Duck Duck…Duck

I must have been really tired when I wrote last night’s post — I was a little delirious and it doesn’t make as much sense on the web as it did in my head!

I’m trying really hard to write every day, but it’s a huge challenge, especially because I don’t want to end up sounding like a teen-angsty, emo blog (been there, done that. see: xanga.)

I even saved a list of “journal ideas” on my favorites bar at work so that I don’t have an excuse not to write. (You can call me a nerd if you’d like.)

I think that part of the reason this is so difficult for me is because I am secretly a foodie and wish that I was a.) a good enough cook and b.) was good with a camera so that I could write a food blog. I have plans to re-create one of my favorite cakes in the world tonight for shabbos, so maybe (if I’m feeling a little bit riskay) I will try and locate the digitcal camera to blog my baking adventures.

Since I’m not at home in my kitchen baking something scrumptious (I actually enjoy cooking more than baking – as much as I’d like to be a meticulous measurer and sifter, I actually hate the tedious repetition of those actions) and I need to go to the supermarket (which I was tempted to do on my lunch break but resisted once I remembered I was in center city where produce, grocery, and tax prices skyrocket), I will try to make the clock move a little faster by reminiscing about the dinner my husband prepared last night. Yes, he prepared dinner. Yes, he loves to cook. In fact, he’s a private chef, who owns his own business, The Cheffery.

So last night, Jonathan decided that he wanted to try out a new recipe that he’d been thinking about for a long time (seriously, I think that we could write a killer cook book if we just put our heads together and took the time to do it) and made….duck.

He cooked an entire duck. We bought it at a supermarket in Lakewood when we still had money (HA!) and it has been sitting in our freezer ever since. Since Jonathan’s business has been getting some catering orders, he needed the space in our freezer, so he decided he would cook the duck. And when I say “cook,” I am grossly undersating what he did to that duck. He brined it, marinated it, and smoked it. In tea.

Like I said last night, we live in an apartment on a busy street in a suburb right outside of Philadelphia, so I should have known something was up when I received a phone call from our upstairs neighbor. See, our apartment comes with a cute little balcony that we bought a cute little barbeque to go on (charcoal), and every time we attempt to use it, it results in a sea of white smoke and a campfire smell that drifts right past my neighbor’s living-room window.
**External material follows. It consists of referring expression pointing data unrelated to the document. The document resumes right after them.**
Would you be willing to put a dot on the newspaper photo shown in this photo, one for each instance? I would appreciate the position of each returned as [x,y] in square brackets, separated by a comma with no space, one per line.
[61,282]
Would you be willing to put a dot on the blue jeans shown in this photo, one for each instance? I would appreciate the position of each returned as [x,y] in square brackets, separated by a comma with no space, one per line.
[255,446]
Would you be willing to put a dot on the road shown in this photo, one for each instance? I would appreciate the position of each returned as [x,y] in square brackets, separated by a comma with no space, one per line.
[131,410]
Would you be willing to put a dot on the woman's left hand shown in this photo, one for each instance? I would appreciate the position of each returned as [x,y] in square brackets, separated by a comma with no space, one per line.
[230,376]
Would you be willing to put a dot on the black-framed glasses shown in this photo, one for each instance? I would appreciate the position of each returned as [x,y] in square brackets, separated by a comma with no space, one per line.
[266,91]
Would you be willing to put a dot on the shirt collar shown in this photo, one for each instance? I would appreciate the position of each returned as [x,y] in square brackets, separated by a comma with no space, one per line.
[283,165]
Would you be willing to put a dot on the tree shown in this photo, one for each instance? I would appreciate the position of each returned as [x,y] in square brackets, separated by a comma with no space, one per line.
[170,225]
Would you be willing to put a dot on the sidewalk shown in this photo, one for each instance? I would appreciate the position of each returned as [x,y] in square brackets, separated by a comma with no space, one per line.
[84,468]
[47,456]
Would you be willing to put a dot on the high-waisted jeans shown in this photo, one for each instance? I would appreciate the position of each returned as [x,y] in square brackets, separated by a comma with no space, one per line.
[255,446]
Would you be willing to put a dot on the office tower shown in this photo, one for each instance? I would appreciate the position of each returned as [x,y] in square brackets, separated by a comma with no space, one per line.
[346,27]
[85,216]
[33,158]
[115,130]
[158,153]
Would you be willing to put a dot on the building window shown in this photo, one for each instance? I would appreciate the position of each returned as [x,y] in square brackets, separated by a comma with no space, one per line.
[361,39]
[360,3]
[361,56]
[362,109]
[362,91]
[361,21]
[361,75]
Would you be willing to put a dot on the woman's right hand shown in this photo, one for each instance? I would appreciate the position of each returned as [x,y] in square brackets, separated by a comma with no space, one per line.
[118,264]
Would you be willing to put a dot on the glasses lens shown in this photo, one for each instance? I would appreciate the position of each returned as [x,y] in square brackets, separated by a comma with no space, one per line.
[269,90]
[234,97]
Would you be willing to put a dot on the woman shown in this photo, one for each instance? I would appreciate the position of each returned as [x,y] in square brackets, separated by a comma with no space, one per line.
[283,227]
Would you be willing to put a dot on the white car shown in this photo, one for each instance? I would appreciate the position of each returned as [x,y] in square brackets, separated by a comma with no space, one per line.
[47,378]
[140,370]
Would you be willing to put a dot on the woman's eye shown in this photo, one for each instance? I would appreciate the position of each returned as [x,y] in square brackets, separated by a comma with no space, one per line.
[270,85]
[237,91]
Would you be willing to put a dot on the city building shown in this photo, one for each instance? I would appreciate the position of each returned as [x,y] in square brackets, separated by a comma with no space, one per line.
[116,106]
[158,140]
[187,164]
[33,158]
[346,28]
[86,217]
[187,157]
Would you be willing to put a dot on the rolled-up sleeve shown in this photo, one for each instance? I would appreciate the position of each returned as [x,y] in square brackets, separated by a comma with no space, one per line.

I, having worked late last night, had my phone on silent because I was giving a presentation, and missed her call.

So I was a little surprised when I walked into my apartment last night and my nose was tickled by the smell of something southern. I don’t especially like smoked foods (except for almost all kinds of smoked fish), but my poultry I like fried, roasted, poached, confit-ed, grilled, and pretty much any other way you can think of other than smoked. I wasn’t surprised to find Jonathan on the porch with a cigar and a glass of home-made sangria (I almost wish I was kidding) in hand, but I wrinkled my nose and said to him, “It smells like barbeque.”

“Good,” he replied, admitting the smell was the reason that my neighbor had called.

So we sat down to eat, and Jonathan brought over this gorgeous, glistening, amber duck with patches of a merlot stain. He put a slice of the breast on my plate, and as I lifted my fork to my mouth, I was so grateful he had decided to take that odd-shaped duck out of the freezer. It was heavenly. Warm, moist, and not too greasy. Jonathan has the ability to make foods taste like exactly what they are supposed to taste like. He makes chicken taste chicken-y, lamb taste lamb-y, eggs taste egg-y, pasta taste pasta-y, and I have yet to learn his secret. But last night, I ate the most duck-y tasting duck I have ever eaten.

Don’t believe me? Come over for shabbos lunch, because we’re serving the leftovers in a delicious duck salad.

I bet now you wish that we had taken a picture of that duck as much as we do.